Meskipun belum ada penelitian yang valid yang membuktikan bahwa dampak negatif handphone bisa mengganggu bagi kesehatan penggunanya, tetapi sudah cukup bukti bahwa setiap penggunaan ponsel berlebih atau menyalahi penggunaan akan menyebabkan pengaruh serius di kemudian harinya.

Memang benar rasa sakit yang diakibatkan oleh dampak negatif handphone ini tidak langsung berdampak pada kondisi tubuh kita dan langsung menimbulkan rasa sakit atau kerusakan organ tertentu. Tetapi lambat laun Anda pasti akan merasakan sesuatu hal yang berbeda dengan kondisi kesehatan Anda. Itulah akibat yang ditimbulkan oleh dampak negatif handphone kepada penggunanya.
Berikut adalah tips & trik untuk mengurangi dampak negatif yang ditimbulkan oleh penggunaan handphone di antaranya :

* Hindarkan ponsel dari jangkauan bagian tubuh yang sensitif
Penggunaan ponsel perlu diperhatikan, karena dampak negatif handphone sangat peka terhadap bagian tubuh yang sensitif, seperti jantung dan paru-paru. Selain itu, jauhkan juga dari jangkauan telinga, dada dan pinggang yang juga merupakan bagian sensitif yang mudah sekali menyerap radiasi, terutama ketika keadaan Anda sedang tidur.
* Pergunakan speaker atau headset
Penggunaan speaker phone dengan modus loudspeaker atau menggunakan headset saat berkomunikasi dua arah sangat dianjurkan untuk Anda yang suka melakukan komunikasi telepon dengan ponsel, hal ini disebabkan karena penggunaan kedua cara ini bisa meminimalisir dampak negatif handphone yang terjadi.

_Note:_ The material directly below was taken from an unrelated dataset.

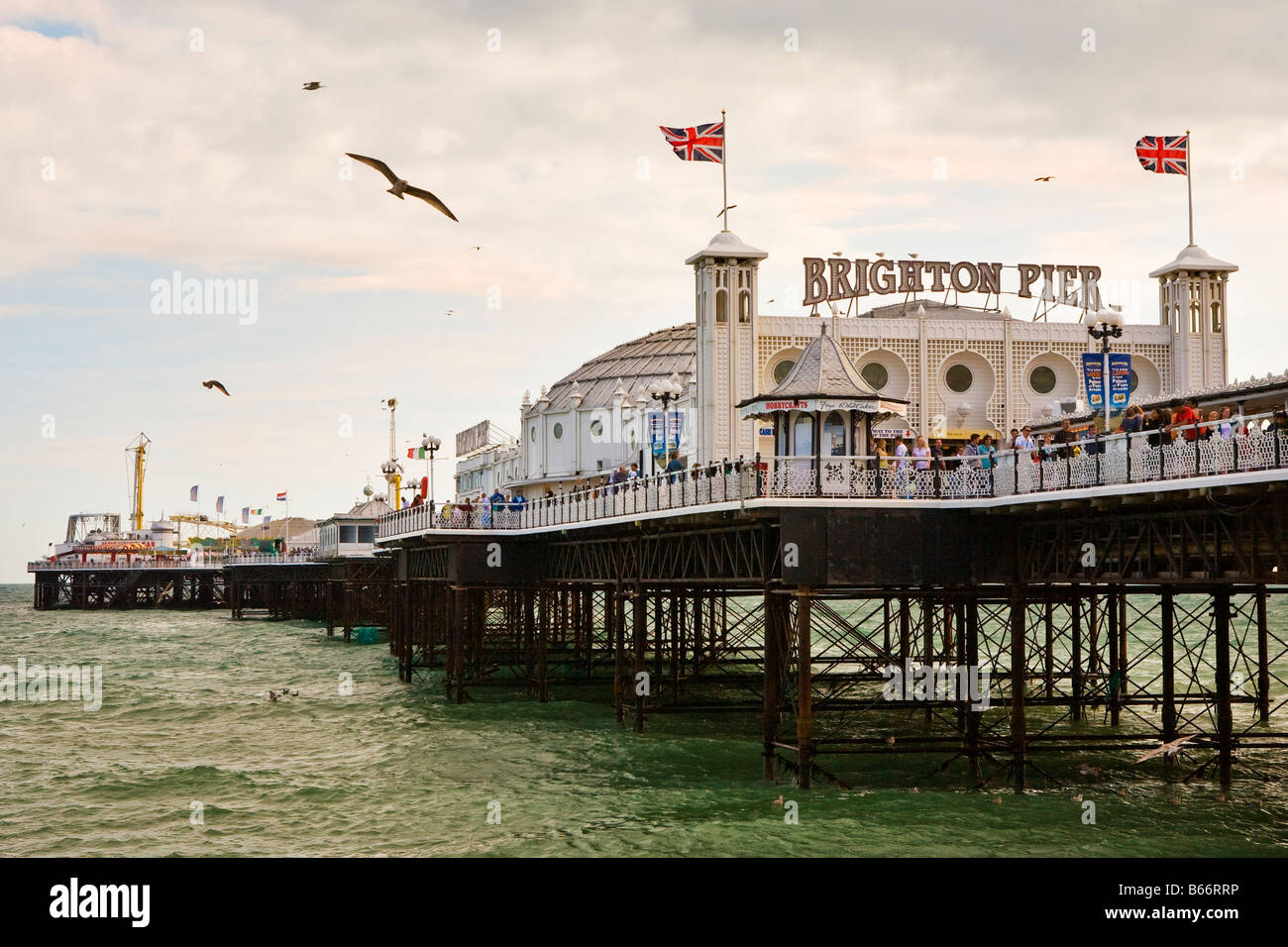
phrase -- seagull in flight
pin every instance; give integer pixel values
(399, 185)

Meskipun ada beberapa peneliti yang memberikan paparan bahwa dampak negatif handphone dalam hal ini, khususnya radiasi masih bisa terjadi melalui media wired /kabel. Ada alternatif lain yang bisa Anda gunakan yaitu penggunaan headset Bluetooth maupun penggunaan modus loudspeaker pada saat Anda sedang meneriman telepon, cara ini mungkin merupakan cara bijak yang bisa Anda lakukan.

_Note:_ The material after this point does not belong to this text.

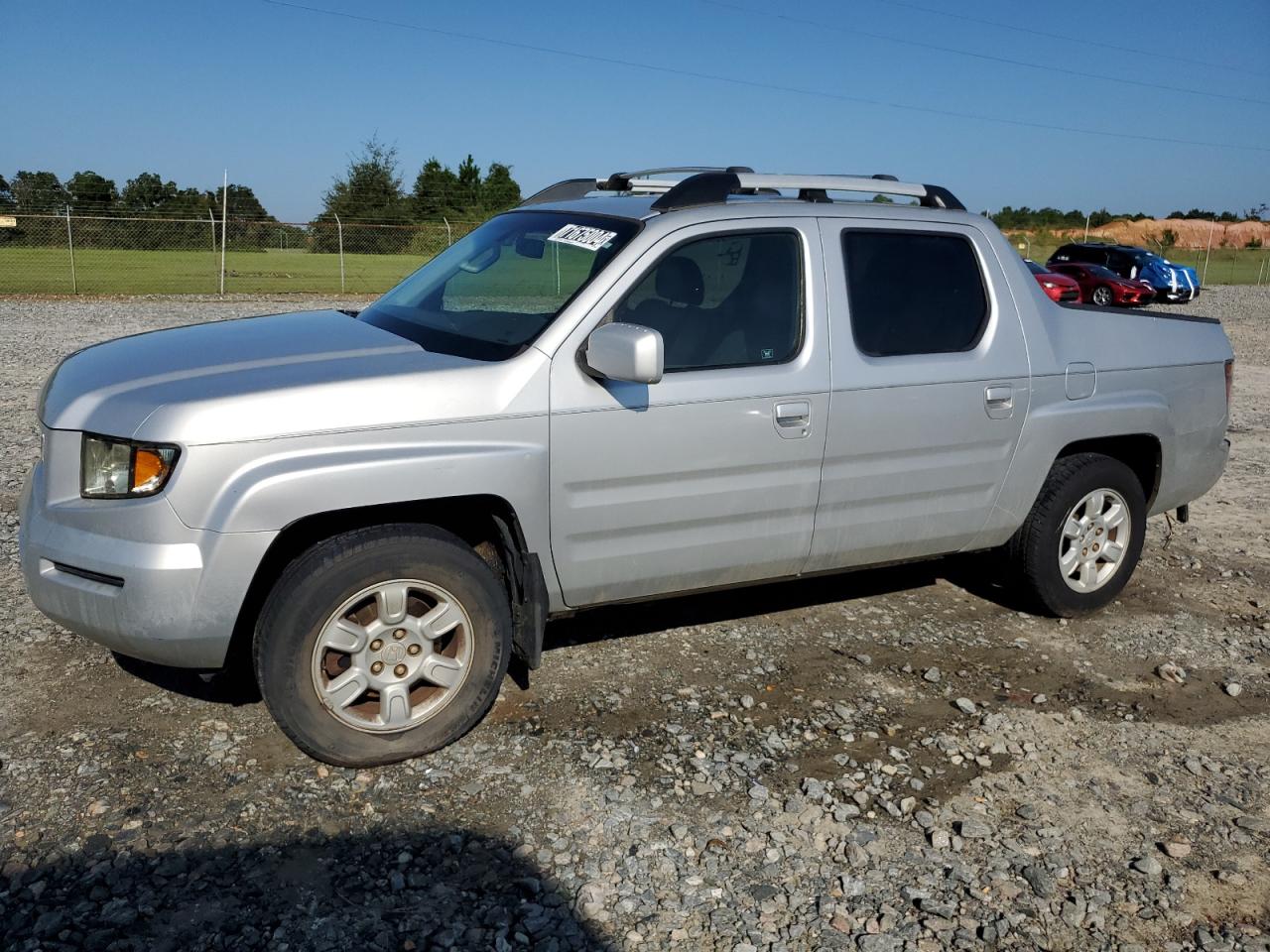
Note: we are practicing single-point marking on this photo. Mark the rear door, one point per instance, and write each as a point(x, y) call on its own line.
point(930, 389)
point(710, 476)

* Mematikan ponsel ketika tidak ada jaringan sinyal
Sinyal dan dampak negatif handphone memang memiliki keterkaitan di antara keduanya, terbukti pada saat ponsel Anda tidak memiliki sinyal karena adanya gangguan atau hal lainnya akan mengakibatkan jumlah radiasi yang di keluarkan ponsel semakin tinggi.

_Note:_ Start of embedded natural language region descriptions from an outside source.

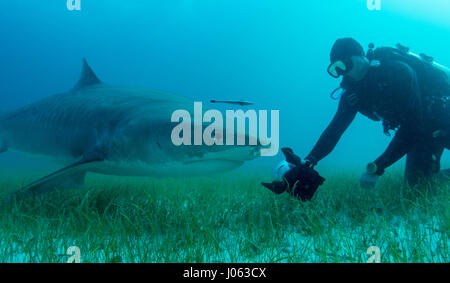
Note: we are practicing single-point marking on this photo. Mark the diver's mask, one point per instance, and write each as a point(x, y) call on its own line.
point(340, 67)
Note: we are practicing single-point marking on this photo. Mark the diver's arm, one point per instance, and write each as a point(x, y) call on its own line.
point(330, 137)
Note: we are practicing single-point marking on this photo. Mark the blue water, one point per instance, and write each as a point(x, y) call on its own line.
point(271, 52)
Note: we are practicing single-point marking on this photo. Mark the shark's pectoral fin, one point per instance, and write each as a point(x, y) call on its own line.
point(69, 177)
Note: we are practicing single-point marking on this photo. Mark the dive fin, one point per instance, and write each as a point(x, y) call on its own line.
point(277, 187)
point(69, 177)
point(87, 77)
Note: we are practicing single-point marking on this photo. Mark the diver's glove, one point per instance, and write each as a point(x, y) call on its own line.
point(369, 178)
point(302, 181)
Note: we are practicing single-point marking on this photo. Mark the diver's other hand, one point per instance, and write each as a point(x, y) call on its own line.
point(368, 180)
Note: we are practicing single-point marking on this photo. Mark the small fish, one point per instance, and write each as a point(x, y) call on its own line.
point(242, 103)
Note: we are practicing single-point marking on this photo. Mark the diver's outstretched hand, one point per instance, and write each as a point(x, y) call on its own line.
point(301, 181)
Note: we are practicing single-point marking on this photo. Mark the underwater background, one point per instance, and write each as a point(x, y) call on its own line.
point(273, 53)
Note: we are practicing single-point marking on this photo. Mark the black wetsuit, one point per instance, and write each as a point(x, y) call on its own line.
point(391, 93)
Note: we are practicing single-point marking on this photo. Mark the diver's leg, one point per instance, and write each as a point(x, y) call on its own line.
point(422, 162)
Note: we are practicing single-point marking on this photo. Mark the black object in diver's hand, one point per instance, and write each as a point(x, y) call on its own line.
point(242, 103)
point(302, 181)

Hal ini di karenakan ponsel tersebut mengeluarkan usaha yang cukup besar untuk bisa mendapatkan sinyal yang cukup dengan keadaan pemancar yang jauh. Artinya, semakin banyak emisi yang dikeluarkan oleh si ponsel dengan usaha yang dilakukannya.
* Lepas semua pelindung yang ada pada ponsel
Sebuah ponsel akan berusaha keras untuk medapatkan sinyal dari pemancar yang ada. Tentu akan berakibat pada emisi radiasi yang dikeluarkannya. Sekarang, bagaimana dengan kondisi sinyal ponsel yang notabene dekat dengan pemancar, tentu ada hal lain yang menjadikan ponsel tersebut tidak bisa mendapatkan banyak sinyal. Nah, salah satu gangguan tersebut di antaranya adalah pelindung yang menyertai ponsel tersebut yang menjadikan sinyal terhalang untuk bisa mendapatkan sinyal yang dipancarkan oleh pemancar yang ada.
* SMS
Cara mudah yang bisa Anda gunakan untuk menghidari dampak negatif handphone secara berlebihan adalah dengan menggunakan komunikasi SMS. Dengan cara ini Anda secara tidak langsung telah menjauhkan radiasi yang dipancarkan oleh ponsel untuk langsung mengenai otak atau organ penting lainnya.